Thermoplastic\nblends are applied for three-dimensional (3D) printing\nto obtain improved functionality. While thermal, chemical, and mechanical\nproperties of 3D-printed blends are typically examined, biodegradability\nof the 3D-printed plastics has rarely been the focus of research.\nIn this study, we evaluated the biodegradation behavior of 3D-printed\nprototypes fabricated from various plastics and blends, including\nbiodegradable polylactic acid (PLA), poly­(3-hydroxybutyrate) (PHB),\nnon-biodegradable high-density polyethylene (HDPE), and polypropylene\n(PP). Letter-shaped specimens were prototyped using a fused deposition\nmodeling (FDM) printer with various filaments (PLA, PHB, HDPE, PP,\nPLA/HDPE, PLA/PP, PHB/HDPE, PHB/PP, and PLA/PHB), and their printing\nperformance and optimal printing conditions were evaluated. FDM 3D\nprinting of HDPE and PP has been problematic due to poor adhesion,\nwarping deformation, and crystallization-induced volume contraction.\nWe demonstrate that PLA/HDPE and PLA/PP blends are printable, and\nPLA/PHB blends exhibit outstanding printing performance. Biodegradation\ntests on 3D-printed prototypes were performed employing a systematically\ndesigned respirometer by simulating (i) controlled composting and\n(ii) the aerobic aqueous environment.
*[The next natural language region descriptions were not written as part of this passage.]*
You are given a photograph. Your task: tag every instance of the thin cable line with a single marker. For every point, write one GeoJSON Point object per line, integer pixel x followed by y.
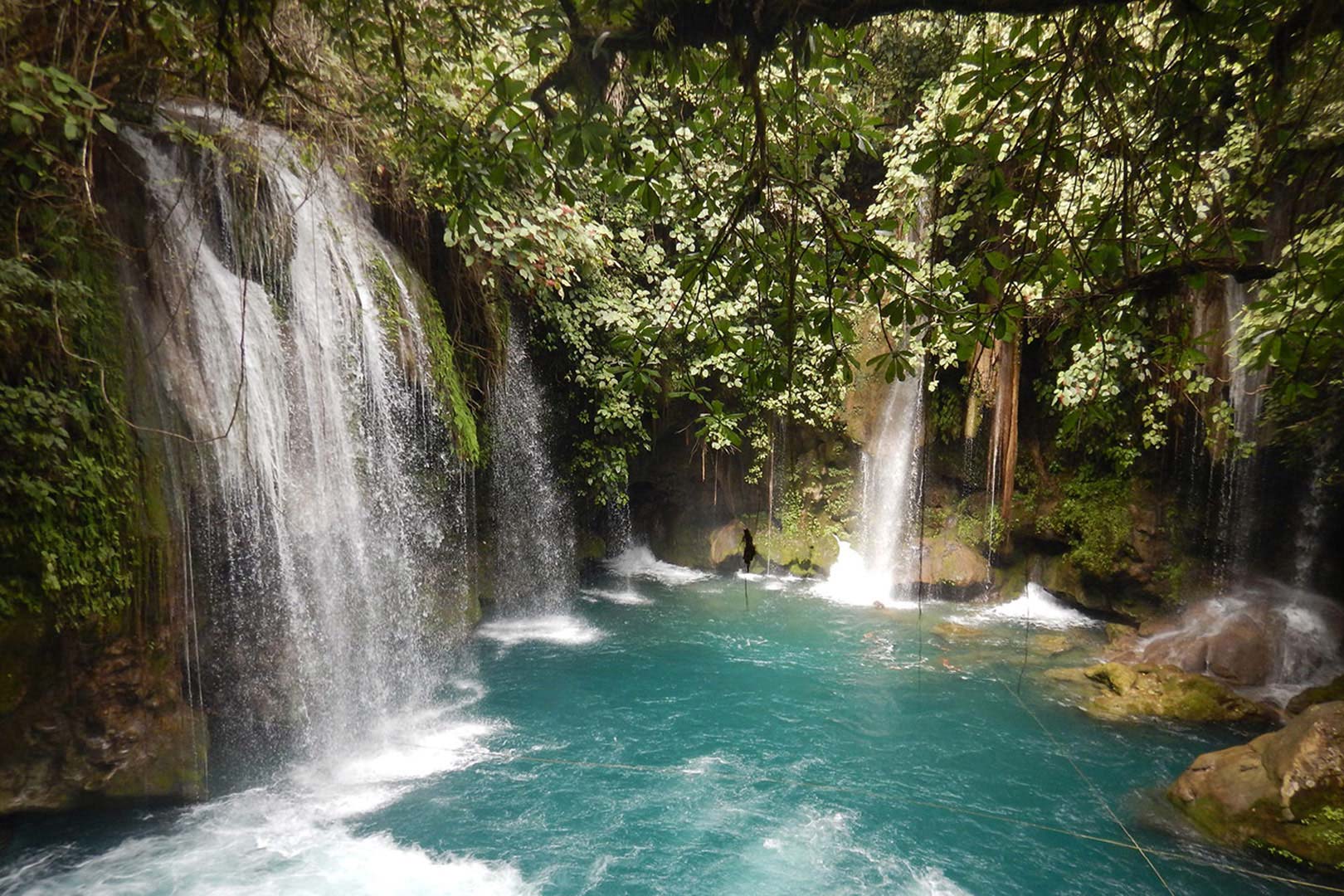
{"type": "Point", "coordinates": [958, 811]}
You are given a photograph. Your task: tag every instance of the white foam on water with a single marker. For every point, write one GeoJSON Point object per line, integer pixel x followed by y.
{"type": "Point", "coordinates": [420, 755]}
{"type": "Point", "coordinates": [548, 629]}
{"type": "Point", "coordinates": [1034, 606]}
{"type": "Point", "coordinates": [265, 841]}
{"type": "Point", "coordinates": [819, 852]}
{"type": "Point", "coordinates": [932, 881]}
{"type": "Point", "coordinates": [852, 582]}
{"type": "Point", "coordinates": [640, 561]}
{"type": "Point", "coordinates": [628, 598]}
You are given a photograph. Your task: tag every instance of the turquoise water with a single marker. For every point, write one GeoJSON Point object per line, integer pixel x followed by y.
{"type": "Point", "coordinates": [660, 738]}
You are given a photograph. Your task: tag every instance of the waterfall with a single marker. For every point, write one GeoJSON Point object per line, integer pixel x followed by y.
{"type": "Point", "coordinates": [533, 531]}
{"type": "Point", "coordinates": [1308, 538]}
{"type": "Point", "coordinates": [884, 567]}
{"type": "Point", "coordinates": [1237, 511]}
{"type": "Point", "coordinates": [1264, 635]}
{"type": "Point", "coordinates": [284, 336]}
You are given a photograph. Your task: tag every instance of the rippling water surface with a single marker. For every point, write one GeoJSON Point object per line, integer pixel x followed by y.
{"type": "Point", "coordinates": [661, 738]}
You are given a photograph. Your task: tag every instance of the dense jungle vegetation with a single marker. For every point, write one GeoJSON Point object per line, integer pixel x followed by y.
{"type": "Point", "coordinates": [728, 204]}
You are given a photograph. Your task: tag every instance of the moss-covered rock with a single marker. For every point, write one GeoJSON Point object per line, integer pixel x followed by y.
{"type": "Point", "coordinates": [1320, 694]}
{"type": "Point", "coordinates": [1283, 793]}
{"type": "Point", "coordinates": [100, 720]}
{"type": "Point", "coordinates": [1120, 691]}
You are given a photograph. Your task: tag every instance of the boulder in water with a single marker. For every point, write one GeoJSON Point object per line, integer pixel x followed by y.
{"type": "Point", "coordinates": [1283, 791]}
{"type": "Point", "coordinates": [1121, 691]}
{"type": "Point", "coordinates": [1320, 694]}
{"type": "Point", "coordinates": [1259, 635]}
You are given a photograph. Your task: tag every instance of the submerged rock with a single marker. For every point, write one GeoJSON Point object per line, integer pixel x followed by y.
{"type": "Point", "coordinates": [1283, 791]}
{"type": "Point", "coordinates": [957, 631]}
{"type": "Point", "coordinates": [1121, 691]}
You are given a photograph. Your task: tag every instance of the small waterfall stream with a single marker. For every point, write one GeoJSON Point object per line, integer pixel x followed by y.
{"type": "Point", "coordinates": [285, 338]}
{"type": "Point", "coordinates": [1237, 503]}
{"type": "Point", "coordinates": [530, 514]}
{"type": "Point", "coordinates": [884, 567]}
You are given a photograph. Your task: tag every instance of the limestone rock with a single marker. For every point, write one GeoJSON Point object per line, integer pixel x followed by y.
{"type": "Point", "coordinates": [1253, 635]}
{"type": "Point", "coordinates": [1312, 696]}
{"type": "Point", "coordinates": [726, 542]}
{"type": "Point", "coordinates": [1121, 691]}
{"type": "Point", "coordinates": [945, 561]}
{"type": "Point", "coordinates": [113, 728]}
{"type": "Point", "coordinates": [1283, 791]}
{"type": "Point", "coordinates": [1050, 645]}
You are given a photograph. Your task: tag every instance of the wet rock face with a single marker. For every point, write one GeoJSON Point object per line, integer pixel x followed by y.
{"type": "Point", "coordinates": [1118, 691]}
{"type": "Point", "coordinates": [99, 724]}
{"type": "Point", "coordinates": [1283, 791]}
{"type": "Point", "coordinates": [1259, 635]}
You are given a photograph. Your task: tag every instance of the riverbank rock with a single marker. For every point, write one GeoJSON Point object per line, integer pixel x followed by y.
{"type": "Point", "coordinates": [947, 562]}
{"type": "Point", "coordinates": [97, 726]}
{"type": "Point", "coordinates": [1120, 691]}
{"type": "Point", "coordinates": [1283, 791]}
{"type": "Point", "coordinates": [1312, 696]}
{"type": "Point", "coordinates": [1259, 633]}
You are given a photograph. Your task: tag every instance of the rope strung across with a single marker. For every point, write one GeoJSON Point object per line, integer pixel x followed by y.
{"type": "Point", "coordinates": [947, 807]}
{"type": "Point", "coordinates": [1088, 781]}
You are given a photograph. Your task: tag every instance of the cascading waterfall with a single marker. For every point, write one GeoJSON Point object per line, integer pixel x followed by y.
{"type": "Point", "coordinates": [1307, 542]}
{"type": "Point", "coordinates": [886, 564]}
{"type": "Point", "coordinates": [1264, 635]}
{"type": "Point", "coordinates": [533, 529]}
{"type": "Point", "coordinates": [285, 338]}
{"type": "Point", "coordinates": [1237, 512]}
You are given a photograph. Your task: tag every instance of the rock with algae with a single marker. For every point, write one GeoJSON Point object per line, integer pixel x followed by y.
{"type": "Point", "coordinates": [1320, 694]}
{"type": "Point", "coordinates": [1281, 793]}
{"type": "Point", "coordinates": [1121, 691]}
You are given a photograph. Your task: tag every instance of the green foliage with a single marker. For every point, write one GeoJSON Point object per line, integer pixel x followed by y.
{"type": "Point", "coordinates": [1094, 514]}
{"type": "Point", "coordinates": [446, 377]}
{"type": "Point", "coordinates": [66, 464]}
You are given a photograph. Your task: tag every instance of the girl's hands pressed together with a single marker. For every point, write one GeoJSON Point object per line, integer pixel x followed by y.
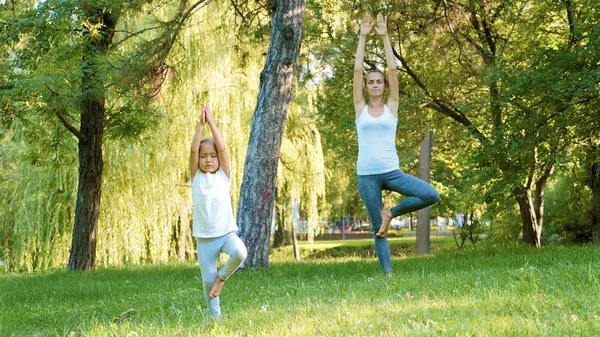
{"type": "Point", "coordinates": [381, 27]}
{"type": "Point", "coordinates": [366, 25]}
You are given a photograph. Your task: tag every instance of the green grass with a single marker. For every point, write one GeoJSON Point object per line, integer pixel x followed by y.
{"type": "Point", "coordinates": [553, 291]}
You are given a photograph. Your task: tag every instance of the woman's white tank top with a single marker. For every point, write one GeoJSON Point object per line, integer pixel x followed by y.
{"type": "Point", "coordinates": [376, 142]}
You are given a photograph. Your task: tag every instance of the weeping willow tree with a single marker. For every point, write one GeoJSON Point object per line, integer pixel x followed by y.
{"type": "Point", "coordinates": [147, 199]}
{"type": "Point", "coordinates": [145, 192]}
{"type": "Point", "coordinates": [301, 175]}
{"type": "Point", "coordinates": [146, 202]}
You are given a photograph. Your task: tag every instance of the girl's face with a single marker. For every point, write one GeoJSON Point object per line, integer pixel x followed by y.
{"type": "Point", "coordinates": [208, 158]}
{"type": "Point", "coordinates": [375, 84]}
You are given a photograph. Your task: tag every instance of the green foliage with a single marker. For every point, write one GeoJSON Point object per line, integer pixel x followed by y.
{"type": "Point", "coordinates": [568, 205]}
{"type": "Point", "coordinates": [38, 182]}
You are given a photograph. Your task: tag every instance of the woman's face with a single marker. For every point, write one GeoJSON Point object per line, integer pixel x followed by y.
{"type": "Point", "coordinates": [375, 84]}
{"type": "Point", "coordinates": [208, 158]}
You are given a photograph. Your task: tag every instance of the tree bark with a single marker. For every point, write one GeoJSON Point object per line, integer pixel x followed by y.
{"type": "Point", "coordinates": [595, 185]}
{"type": "Point", "coordinates": [255, 209]}
{"type": "Point", "coordinates": [93, 110]}
{"type": "Point", "coordinates": [423, 215]}
{"type": "Point", "coordinates": [532, 229]}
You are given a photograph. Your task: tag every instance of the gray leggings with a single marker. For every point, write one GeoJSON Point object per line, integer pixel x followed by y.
{"type": "Point", "coordinates": [419, 195]}
{"type": "Point", "coordinates": [208, 257]}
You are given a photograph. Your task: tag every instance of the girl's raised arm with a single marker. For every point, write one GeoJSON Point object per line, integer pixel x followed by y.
{"type": "Point", "coordinates": [195, 147]}
{"type": "Point", "coordinates": [393, 96]}
{"type": "Point", "coordinates": [357, 84]}
{"type": "Point", "coordinates": [219, 142]}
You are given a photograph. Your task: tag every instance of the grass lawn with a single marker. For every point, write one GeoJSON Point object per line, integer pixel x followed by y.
{"type": "Point", "coordinates": [336, 290]}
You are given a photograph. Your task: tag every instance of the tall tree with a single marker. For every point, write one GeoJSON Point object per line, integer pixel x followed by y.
{"type": "Point", "coordinates": [423, 215]}
{"type": "Point", "coordinates": [255, 210]}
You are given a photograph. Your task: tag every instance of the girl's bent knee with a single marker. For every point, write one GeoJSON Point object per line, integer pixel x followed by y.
{"type": "Point", "coordinates": [241, 254]}
{"type": "Point", "coordinates": [432, 197]}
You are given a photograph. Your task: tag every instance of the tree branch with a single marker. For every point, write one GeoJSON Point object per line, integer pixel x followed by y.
{"type": "Point", "coordinates": [442, 107]}
{"type": "Point", "coordinates": [62, 118]}
{"type": "Point", "coordinates": [70, 127]}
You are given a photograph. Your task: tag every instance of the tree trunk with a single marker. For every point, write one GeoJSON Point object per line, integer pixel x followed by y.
{"type": "Point", "coordinates": [424, 214]}
{"type": "Point", "coordinates": [295, 244]}
{"type": "Point", "coordinates": [595, 185]}
{"type": "Point", "coordinates": [255, 209]}
{"type": "Point", "coordinates": [532, 228]}
{"type": "Point", "coordinates": [93, 110]}
{"type": "Point", "coordinates": [280, 238]}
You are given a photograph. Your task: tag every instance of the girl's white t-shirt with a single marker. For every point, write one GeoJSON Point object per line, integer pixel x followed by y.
{"type": "Point", "coordinates": [376, 142]}
{"type": "Point", "coordinates": [213, 215]}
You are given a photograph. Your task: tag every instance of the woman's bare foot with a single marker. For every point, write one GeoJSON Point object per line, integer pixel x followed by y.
{"type": "Point", "coordinates": [386, 218]}
{"type": "Point", "coordinates": [217, 287]}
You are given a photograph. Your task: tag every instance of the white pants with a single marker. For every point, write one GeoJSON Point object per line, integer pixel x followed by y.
{"type": "Point", "coordinates": [208, 257]}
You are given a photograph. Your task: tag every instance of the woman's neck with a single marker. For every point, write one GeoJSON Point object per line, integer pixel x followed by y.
{"type": "Point", "coordinates": [376, 103]}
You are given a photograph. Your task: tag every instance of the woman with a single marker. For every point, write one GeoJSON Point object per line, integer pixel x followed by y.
{"type": "Point", "coordinates": [378, 163]}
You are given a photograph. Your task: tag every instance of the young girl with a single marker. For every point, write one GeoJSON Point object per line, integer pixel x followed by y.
{"type": "Point", "coordinates": [214, 226]}
{"type": "Point", "coordinates": [378, 163]}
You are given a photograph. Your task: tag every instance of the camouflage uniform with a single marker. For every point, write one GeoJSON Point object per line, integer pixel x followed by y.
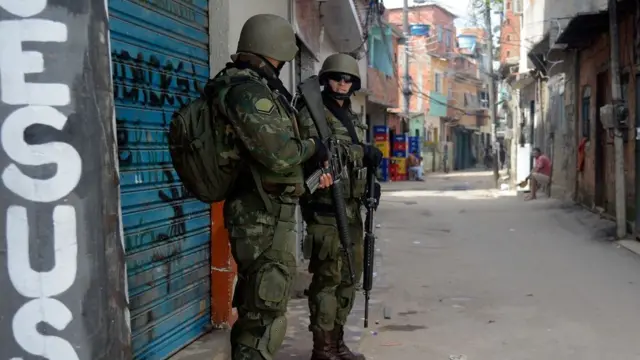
{"type": "Point", "coordinates": [331, 295]}
{"type": "Point", "coordinates": [261, 218]}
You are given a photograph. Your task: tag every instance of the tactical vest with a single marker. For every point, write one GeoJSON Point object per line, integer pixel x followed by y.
{"type": "Point", "coordinates": [355, 180]}
{"type": "Point", "coordinates": [292, 179]}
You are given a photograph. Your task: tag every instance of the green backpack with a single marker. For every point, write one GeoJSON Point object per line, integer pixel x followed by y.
{"type": "Point", "coordinates": [203, 145]}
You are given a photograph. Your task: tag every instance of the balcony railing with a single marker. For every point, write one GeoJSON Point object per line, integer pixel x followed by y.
{"type": "Point", "coordinates": [383, 88]}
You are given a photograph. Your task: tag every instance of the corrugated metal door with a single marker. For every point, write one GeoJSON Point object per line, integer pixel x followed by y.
{"type": "Point", "coordinates": [160, 53]}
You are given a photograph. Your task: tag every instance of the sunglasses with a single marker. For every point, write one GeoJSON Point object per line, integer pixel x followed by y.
{"type": "Point", "coordinates": [337, 77]}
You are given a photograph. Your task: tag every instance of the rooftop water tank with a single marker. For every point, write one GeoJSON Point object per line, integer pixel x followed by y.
{"type": "Point", "coordinates": [419, 29]}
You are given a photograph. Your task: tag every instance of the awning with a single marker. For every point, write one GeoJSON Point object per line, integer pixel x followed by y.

Neat PHB and PLA/PHB blends\n(50:50 wt %) showed significant biodegradation in controlled composting\nand an aerobic aqueous test (86.4, 85.0% and 73.3, 32.3%, respectively)\nin 50 days, while biodegradable/non-biodegradable blends (PLA/HDPE,\nPLA/PP, PHB/HDPE, and PHB/PP) were barely biodegraded. The immiscible\nbiodegradable/non-biodegradable plastic blends revealed evidence of\npartial degradation and even antagonism to biodegradation, most likely\ndue to phase separation and the barrier effect. Taken together, although\nPLA/HDPE and PLA/PP blends exhibited resistance to biodegradation,\nthe low-cost polyolefins (HDPE and PP) as well as some notable improvements\nin mechanical properties render them promising FDM 3D printing resources.\nOn the other hand, the outstanding printing performance, improved\nYoung’s modulus, and synergetic biodegradation behavior indicate\nthat the PLA/PHB blend can be an excellent fit for sustainable FDM\nprinting resources.